Tutorial Information
Tutorial Information on 7 September, ICHSM
2024
Time: 13:10-17:25 (break time: 15:10-15:25)
Registration
Deadline: August 5, 2024
Tutorial Theme: Process Mining for Healthcare: From Theory to Practice with pMineR
pMineR
R libraries for Process Mining for Healthcare
The pMineR project was born in 2016 and presented the first time at
AIME 2016, in Vienna. We are glad for the opportunity to be here now
to present the current state of this never-ending development, share
visions and perspective and collects all the potential contributes
of users and interested colleagues.
pMineR is an R library specifically designed to support Process
Analysts to work in the clinical domain, providing Process Discovery
algorithms, tools for Conformance Checking, Trace and Event Log
analysis and methods for representing and working with given
institutional processes, Consensus flow, Clinical Protocols, etc..
The library implements those features considering the most frequent
statistical tools used in healthcare, such as non-parametric tests
(Chi-Square, Fisher's Exact test), Surivival Analysis (Kaplan Meier
curves, log-rank tests) and also Machine Learning methods and
predictors to estimate the most relevant clinical outcomes in terms
of events or times. It also implements an easy to use internal
language for the interpretable representation of clinical guidelines
and subsequent compliance analysis (crossing the domains of Process
Mining in Healthcare and Clinical Computer Interpretable Guidelines)
For more info, visit : https://github.com/PMLiquidLab/pMineR.v046
Tutorial Chair: Prof. Roberto Gatta, Department of Clinical and Experimental Sciences, Università degli Studi di Brescia, Italy
Department of Information Engineering, Università degli Studi di Padova (IT) | Department of Electrical, Computer and Biomedical Engineering at the University of Pavia (IT) | Department of Industrial and Information Engineering, Università degli Studi di Pavia (IT) | School of Computing and Engineering, University of Huddersfield (UK) | Department of Oncology, Lausanne University Hospital, Lausanne (CH) |
Tutorial Organizers: Erica Tavazzi, Department of Information Engineering, Università degli Studi di Padova (IT), Italy; Lucia Sacchi, Department of Electrical, Computer and Biomedical Engineering at the university of Pavia, Italy; Arianna Dagliati, Department of Electrical, Computer and Biomedical Engineering at the university of Pavia , Italy; Mauro Vallati, School of Computing and Engineering, University of Huddersfield, UK; Michel Cuendet, Department of Oncology, Lausanne University Hospital, Lausanne, Swiss
About the lecturers: Roberto worked at the Gemelli Hospital in Rome, at the Centre Hospitalier Universitaire Vaudoise (CHUV, Lausanne) and currently at the Department of Clinical and Experimental Sciences, Università degli Studi di Brescia. He works in the field of Process Mining for Healthcare since 2016 and is the most active developer and current maintainer of the package pMineR.

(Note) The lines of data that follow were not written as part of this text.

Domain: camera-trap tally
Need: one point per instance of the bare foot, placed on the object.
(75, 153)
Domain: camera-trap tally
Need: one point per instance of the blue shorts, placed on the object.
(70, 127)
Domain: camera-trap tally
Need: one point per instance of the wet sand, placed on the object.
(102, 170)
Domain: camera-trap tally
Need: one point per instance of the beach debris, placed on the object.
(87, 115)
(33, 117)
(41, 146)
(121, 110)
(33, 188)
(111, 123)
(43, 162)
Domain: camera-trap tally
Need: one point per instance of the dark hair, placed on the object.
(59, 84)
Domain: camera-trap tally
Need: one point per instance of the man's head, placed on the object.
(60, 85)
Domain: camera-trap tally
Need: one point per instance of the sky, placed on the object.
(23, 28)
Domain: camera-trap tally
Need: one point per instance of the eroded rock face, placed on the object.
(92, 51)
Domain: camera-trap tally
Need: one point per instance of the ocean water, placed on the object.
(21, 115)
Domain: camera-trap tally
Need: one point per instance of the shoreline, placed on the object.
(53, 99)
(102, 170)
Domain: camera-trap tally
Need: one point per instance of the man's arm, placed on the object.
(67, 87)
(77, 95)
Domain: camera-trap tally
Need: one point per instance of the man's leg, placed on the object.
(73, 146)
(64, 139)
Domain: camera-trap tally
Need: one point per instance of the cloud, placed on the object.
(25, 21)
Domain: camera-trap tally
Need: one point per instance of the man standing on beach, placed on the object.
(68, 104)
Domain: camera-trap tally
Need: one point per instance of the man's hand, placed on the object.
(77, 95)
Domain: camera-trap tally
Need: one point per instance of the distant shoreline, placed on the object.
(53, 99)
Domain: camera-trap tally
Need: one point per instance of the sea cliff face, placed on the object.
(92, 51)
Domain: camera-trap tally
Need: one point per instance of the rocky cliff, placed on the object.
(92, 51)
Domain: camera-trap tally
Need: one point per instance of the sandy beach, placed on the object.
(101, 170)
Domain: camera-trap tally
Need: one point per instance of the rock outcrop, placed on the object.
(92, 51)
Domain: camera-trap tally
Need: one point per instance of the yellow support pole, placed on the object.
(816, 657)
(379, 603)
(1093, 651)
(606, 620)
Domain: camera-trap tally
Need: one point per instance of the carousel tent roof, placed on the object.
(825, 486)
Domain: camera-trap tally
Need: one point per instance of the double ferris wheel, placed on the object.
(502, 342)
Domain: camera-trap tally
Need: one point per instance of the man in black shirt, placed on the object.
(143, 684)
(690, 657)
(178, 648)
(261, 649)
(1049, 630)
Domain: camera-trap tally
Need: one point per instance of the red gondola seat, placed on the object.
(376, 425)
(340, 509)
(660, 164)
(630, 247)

This Tutorial is designed to provide a general overwiew on pMineR,
and introduce the participants to the main modules, by short
hands-on sessions, to cope with Process Discovery, Conformance
Checking and Statistical Analysis of paths, clinical guidelines,
events and timing. The Tutorial will also exploit invited speakers
to present their experience on real-world data analysis and open
projects based on pMineR. Finally, an open round-table will be the
opportunity to share opinions, ideas about the topic or a further
evolution of the libraries. An indicative program is shown below :
Frontal Lesson Modules ( 1h 30', Roberto Gatta ):
General introduction
• Event Log data Loading, internal structure, events, time (
pMineR::dataLoader() )
• Performing queries and Quality-of-data oriented trace inspection (
pMineR::QOD() )
• Process Discovery with First Order Markov Models and CareFlow
Miner
• Clinical Guideline Conformance Checking with Pseudo Workflow
language ( pMineR::confCheck_easy() )
• Short lectures kept by invited external speakers (1 hour )
• Round Table ( 30' ):
• Freewheeling discussion about the current issues or future
opportunities of the discipline and/or the project. For esample:
empowering the PD with more ML? PD-oriented scheduling and planning
DSS, are they possible? Engaging MDs: winning and losing strategies?
PM4HC and Semantic web technologies: which possible marriage? Big
Data = Big Problems: can we scale PM analysis? Federated PM to cope
with Patient's privacy and data ownership, in multicentric clinical
studies? .... and any other Wild and Crazy ideas!